2 Dans son imposant opus, Le symbolique et le sacré. Théorie de la religion, Camille Tarot a tâché de montrer comment les notions de symbolique et de sacré ont polarisé les débats autour de la religion durant des décennies en France. Il note à juste titre la manière dont ces notions se sont trouvées à s’exclure mutuellement, à faire « mauvais ménage » : « Mauvais ménage en ce sens qu’ou bien ils (elles) fusionnent et le sacré absorbe le symbolique qu’on ne voit pas, ou bien le symbolique commence à s’autonomiser et alors, c’est nécessairement la séparation et on ne voit plus que l’un ou l’autre. Comme si, à partir du moment où on commence à les distinguer, il semblait impossible de les voir ensemble et que les uns polarisent leur regard (fasciné ?) sur l’un et les autres sur l’autre, en s’accusant mutuellement de cécité » [Tarot, 1999 : 586 [2]]. Or si ce constat est juste, la distinction entre symbolique et sacré est en elle-même insuffisante et incomplète, et c’est par un retour à l’œuvre de Mauss que l’on peut mieux voir les enjeux épistémologiques qui affleurent dans ces notions de symbolique et de sacré sous les traits de la topique et de l’énergétique.
3 Le choix de Georges Bataille et de Lévi-Strauss comme dignes héritiers de Mauss en matière de religion se justifie par le fait que ces derniers sont contemporains l’un de l’autre et qu’ils se sont tous deux explicitement inspirés de l’œuvre de Mauss. La Part maudite de Bataille voit le jour en 1949, tandis que le texte fondateur du structuralisme, l’« Introduction à l’œuvre de Marcel Mauss », sous la plume de Lévi-Strauss, ouvre le recueil Sociologie et anthropologie qui paraît l’année de la mort de Mauss, en 1950. Or pour avoir puisé à la même source, les pensées de Lévi-Strauss et de Bataille s’opposent radicalement, pratiquement terme à terme. C’est précisément cette opposition qui nous intéresse dans la mesure où elle révèle ce qui autrement resterait occulté si l’on en restait aux notions de symbolique et de sacré. En deçà du symbolique et du sacré, les travaux de Mauss permettent de saisir que Lévi-Strauss et Bataille radicalisent chacun un versant du religieux, qui la topique, qui l’énergétique. Mais c’est bien parce qu’ils se sont engagés entièrement sur un seul de ces versants que leurs théories font clairement apparaître les écueils qui n’ont cessé de faire échouer les théories de la religion depuis un siècle.

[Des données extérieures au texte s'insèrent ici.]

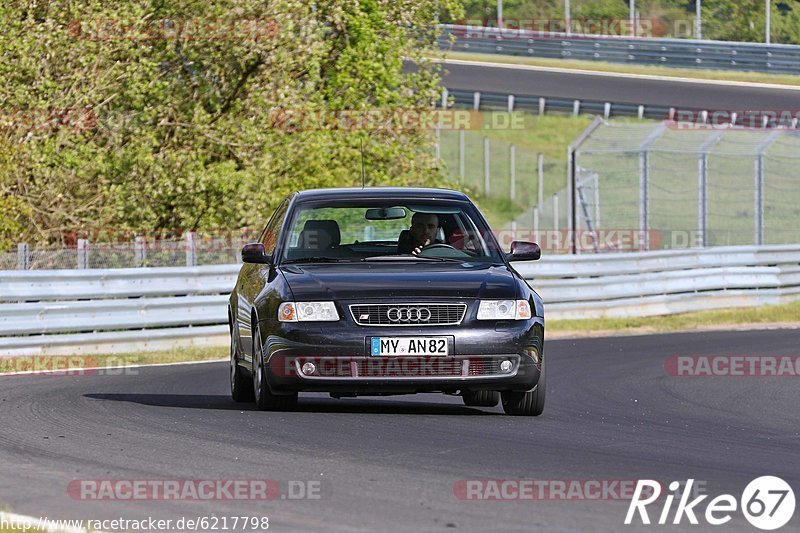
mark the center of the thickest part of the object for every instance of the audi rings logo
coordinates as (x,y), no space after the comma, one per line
(409,314)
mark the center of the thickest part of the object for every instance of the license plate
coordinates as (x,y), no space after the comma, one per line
(383,346)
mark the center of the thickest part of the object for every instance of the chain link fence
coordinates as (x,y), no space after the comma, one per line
(691,186)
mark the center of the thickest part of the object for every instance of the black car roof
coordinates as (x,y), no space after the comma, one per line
(382,192)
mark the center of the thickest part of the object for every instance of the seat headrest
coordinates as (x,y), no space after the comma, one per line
(320,234)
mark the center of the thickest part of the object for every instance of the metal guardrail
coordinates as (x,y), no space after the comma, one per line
(478,100)
(117,310)
(687,53)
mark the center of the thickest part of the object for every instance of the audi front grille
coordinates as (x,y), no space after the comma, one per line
(425,314)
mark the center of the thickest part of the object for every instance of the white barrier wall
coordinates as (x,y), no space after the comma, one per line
(123,310)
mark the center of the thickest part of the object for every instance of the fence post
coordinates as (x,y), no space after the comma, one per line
(644,183)
(139,251)
(572,171)
(461,154)
(512,166)
(83,253)
(702,187)
(759,185)
(540,172)
(191,248)
(487,187)
(23,256)
(555,212)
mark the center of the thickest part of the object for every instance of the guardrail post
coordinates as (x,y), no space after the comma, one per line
(23,256)
(191,248)
(139,251)
(487,186)
(512,167)
(461,155)
(83,253)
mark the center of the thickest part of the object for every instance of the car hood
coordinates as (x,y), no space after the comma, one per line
(393,281)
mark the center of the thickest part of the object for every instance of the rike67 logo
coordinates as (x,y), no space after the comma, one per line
(767,503)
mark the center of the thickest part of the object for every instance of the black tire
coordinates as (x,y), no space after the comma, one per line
(530,403)
(265,400)
(241,387)
(481,398)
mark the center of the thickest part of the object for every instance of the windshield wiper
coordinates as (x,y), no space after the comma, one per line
(408,257)
(315,259)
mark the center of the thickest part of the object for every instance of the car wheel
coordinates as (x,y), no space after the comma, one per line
(241,387)
(481,398)
(530,403)
(265,400)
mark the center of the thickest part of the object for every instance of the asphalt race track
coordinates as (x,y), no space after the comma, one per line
(618,89)
(612,413)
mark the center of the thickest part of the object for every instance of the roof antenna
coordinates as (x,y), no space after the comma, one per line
(363,172)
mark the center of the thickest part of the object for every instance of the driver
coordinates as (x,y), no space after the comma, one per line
(423,230)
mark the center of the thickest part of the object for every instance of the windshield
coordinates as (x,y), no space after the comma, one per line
(378,230)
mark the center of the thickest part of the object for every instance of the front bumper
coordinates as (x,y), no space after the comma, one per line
(340,355)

Le concept de religion lui-même finit par disparaître chez nos auteurs, dissoute dans le symbolique et réduite à ses parties (dont évidemment le mythe) chez Lévi-Strauss, absorbée dans l’expérience indicible du sacré chez Bataille. Une telle réduction n’a pas eu cours chez Mauss qui, bien qu’il eût mis de côté les travaux sur la religion et le sacré à partir de la mort de Durkheim en 1917 pour s’intéresser au don, n’a jamais renié les concepts de sacré et de religion, comme en témoigne le Manuel d’ethnographie [Mauss, 2002 : 285-360] composé à partir des notes de cours de ses étudiants entre 1926 et 1939. Après avoir suivi l’héritage de Mauss chez Bataille et Lévi-Strauss et insisté sur leurs limites respectives, il s’agira de suggérer comment un retour à Mauss peut permettre leur dépassement.
Topique et énergétique
4 S’interrogeant sur l’herméneutique par le biais de la psychanalyse, Paul Ricœur a découvert dans la théorie freudienne de l’interprétation du rêve deux niveaux de sens hétérogènes qu’il nomme « topique » et « énergétique ». Il trouve ainsi dans les concepts et notions mobilisés par Freud deux types qui se réfèrent qui au sens (topique), qui à la force (énergétique) et qui commandent chacun une herméneutique idoine. Pour se saisir des dimensions topiques du rêve, l’interprétation se fait exercice du soupçon, déconstruction, recherche de formes inconscientes et d’enjeux symboliques dissimulés. C’est le rêve comme récit, comme texte sans auteur ou dont l’auteur est l’inconscient. Or, écrit Ricœur, que le rêve ait un sens suppose aussi une énergétique latente : « Si le rêve est tiré vers le discours par son caractère de récit, son rapport au désir le rejette du côté de l’énergie, du conatus, de l’appétition, de la volonté de puissance, de la libido, ou comme on voudra dire. Ainsi, le rêve est-il, en tant qu’expression du désir, à la flexion du sens et de la force » [Ricœur, 1965 : 99]. Pareille distinction entre topique et énergétique affleure dans les travaux de Mauss sur la religion. Tandis que le structuralisme lévi-straussien se développe sur le versant topique, la pensée de Bataille plonge dans l’énergétique, notamment à partir du concept de sacré. La topique est de l’ordre de la discontinuité, de la forme, de la régularité, de la systématicité d’éléments compris suivant leurs écarts différentiels. Elle fonctionne sur le mode digital : on est là ou là, à l’intérieur ou à l’extérieur, dans le sacré ou le profane, dans tel ou tel clan, etc. L’énergétique est à l’inverse continuité, flux, brouillage des catégories, passage, singularité. Topique et énergétique engagent ainsi des méthodes hétérogènes, comme le montre à l’évidence la comparaison entre Lévi-Strauss et Bataille.
Du sacré au mana
5 La catégorie de sacré, on le sait, a été particulièrement mise à mal par la postérité, au point où il est hasardeux pour un auteur de l’utiliser aujourd’hui. Camille Tarot [2008] a raison lorsqu’il insiste sur le fait qu’il y aurait une part d’irréductibilité dans le sacré et qu’on ne saurait donc le liquider comme le voudraient certains. Mais qu’est-ce qui, dans le sacré, est irréductible ? Pour Tarot, suivant Girard, il s’agirait de la violence interne du groupe. On dira plutôt que c’est l’énergétique que contient le sacré qui est irréductible, dont la violence girardienne ne saurait être qu’une modalité.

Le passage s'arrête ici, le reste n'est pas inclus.